Quoted from Lighthawk (Re: the traps in the simulations):
I actually think the traps are quite appropriate for a thieves guild of the size we are attacking, but the guild is far too big for a town of Howthen’s size and would be more appropriate for a small or medium city. But as you said yourself it is just a simulation and we wanted a tough fight. I think I can easily promise a very tough fight
Rouges in D&D are supposed to be expert in finding and disabling traps, so it seems reasonable that they also have a good idea about making them, the crossbow trap is actually fairly simple to make and this particularly guild has a mage of their own so a magical trap should be expected too.
Rogues are experts in setting up traps, this is true; however, the problem that I see with these traps for an ordinary thieves' guild, in any city of any size, is this: these traps require preparation and sophistocation.
It is absolutely reasonable for rogues to create traps that fire crossbows from a remote trigger, but the trigger must be something they can wire to the trap. A tripwire, or similar triggering mechanism, is fairly easy to rig, and so it would be quite understandable for rogues to have rigged such a trap with such a mechanism. These crossbows, located in slits in the cieling, however, require that a special room be built in the cieling for them. The trigger mechanism must then be strung through a cable, which has to run behind the walls (or else we would see it), and under the floor, all of which also need secret chambers behind the walls and under the floors, to attach to the raised tiles. This sort of job would require a week of building to make, so it's not something that could be rigged on a minute-by-minute basis. The dragon-heads, likewise, must be glued to the wall, and making them (they being magical devices) would take time.

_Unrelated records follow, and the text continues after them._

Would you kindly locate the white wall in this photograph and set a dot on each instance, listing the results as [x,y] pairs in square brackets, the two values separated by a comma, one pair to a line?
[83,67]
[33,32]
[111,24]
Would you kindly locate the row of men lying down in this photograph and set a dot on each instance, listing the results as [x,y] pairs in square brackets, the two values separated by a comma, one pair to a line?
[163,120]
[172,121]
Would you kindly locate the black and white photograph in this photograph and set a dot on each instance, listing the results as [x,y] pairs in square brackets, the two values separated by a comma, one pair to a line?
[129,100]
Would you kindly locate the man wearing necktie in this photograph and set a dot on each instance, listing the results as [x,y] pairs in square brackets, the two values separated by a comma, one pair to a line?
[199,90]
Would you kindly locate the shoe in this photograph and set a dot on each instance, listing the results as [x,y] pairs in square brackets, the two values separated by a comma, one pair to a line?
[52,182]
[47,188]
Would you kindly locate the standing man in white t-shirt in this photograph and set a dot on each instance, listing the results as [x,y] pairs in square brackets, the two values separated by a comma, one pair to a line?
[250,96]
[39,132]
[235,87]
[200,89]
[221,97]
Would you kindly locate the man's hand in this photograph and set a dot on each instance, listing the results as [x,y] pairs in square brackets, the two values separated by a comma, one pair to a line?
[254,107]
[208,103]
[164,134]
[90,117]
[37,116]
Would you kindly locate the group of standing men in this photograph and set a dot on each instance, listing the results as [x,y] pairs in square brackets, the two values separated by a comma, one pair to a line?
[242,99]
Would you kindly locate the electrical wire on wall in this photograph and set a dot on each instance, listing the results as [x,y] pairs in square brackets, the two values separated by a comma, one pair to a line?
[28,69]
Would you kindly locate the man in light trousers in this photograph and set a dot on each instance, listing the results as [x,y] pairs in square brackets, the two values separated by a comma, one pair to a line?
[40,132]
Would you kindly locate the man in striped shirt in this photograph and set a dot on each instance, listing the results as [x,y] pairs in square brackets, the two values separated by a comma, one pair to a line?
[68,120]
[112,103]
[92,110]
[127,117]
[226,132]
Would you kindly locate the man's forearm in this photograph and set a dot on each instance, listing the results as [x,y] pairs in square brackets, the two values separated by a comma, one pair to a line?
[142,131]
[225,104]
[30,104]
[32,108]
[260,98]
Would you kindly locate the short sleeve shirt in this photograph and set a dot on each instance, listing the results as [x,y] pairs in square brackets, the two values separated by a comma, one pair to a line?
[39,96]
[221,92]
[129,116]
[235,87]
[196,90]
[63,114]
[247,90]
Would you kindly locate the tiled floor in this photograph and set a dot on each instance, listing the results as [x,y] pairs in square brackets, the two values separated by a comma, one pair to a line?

Now, this isn't very consistent with a thieves' guild of any size, at least not in a city with functioning civil order. What would the thieves do, for example, should the city police find their hideout? Under normal circumstances, they would have to abandon it, and not come back, because the police could lay some ambushes of their own. Since they are faced with the prospect of establishing a new retreat in a hurry, it seems illogical for the thieves' guild to put the time and effort required to make traps of this degree of sophistocation, the skill to make them notwithstanding.The most reasonable place to find this sort of thing in a thieves' guild is if it is the thieves' guild, not the municipal government, that is the real law in the town, and that the thieves are strong enough that they could actually defeat the municipal police in a fair fight, or else have bought them out (i.e. the police themselves belong to the guild). In that case, however, this organization is hardly a thieves' guild - it is a corrupt, behind-the-scenes municipal government.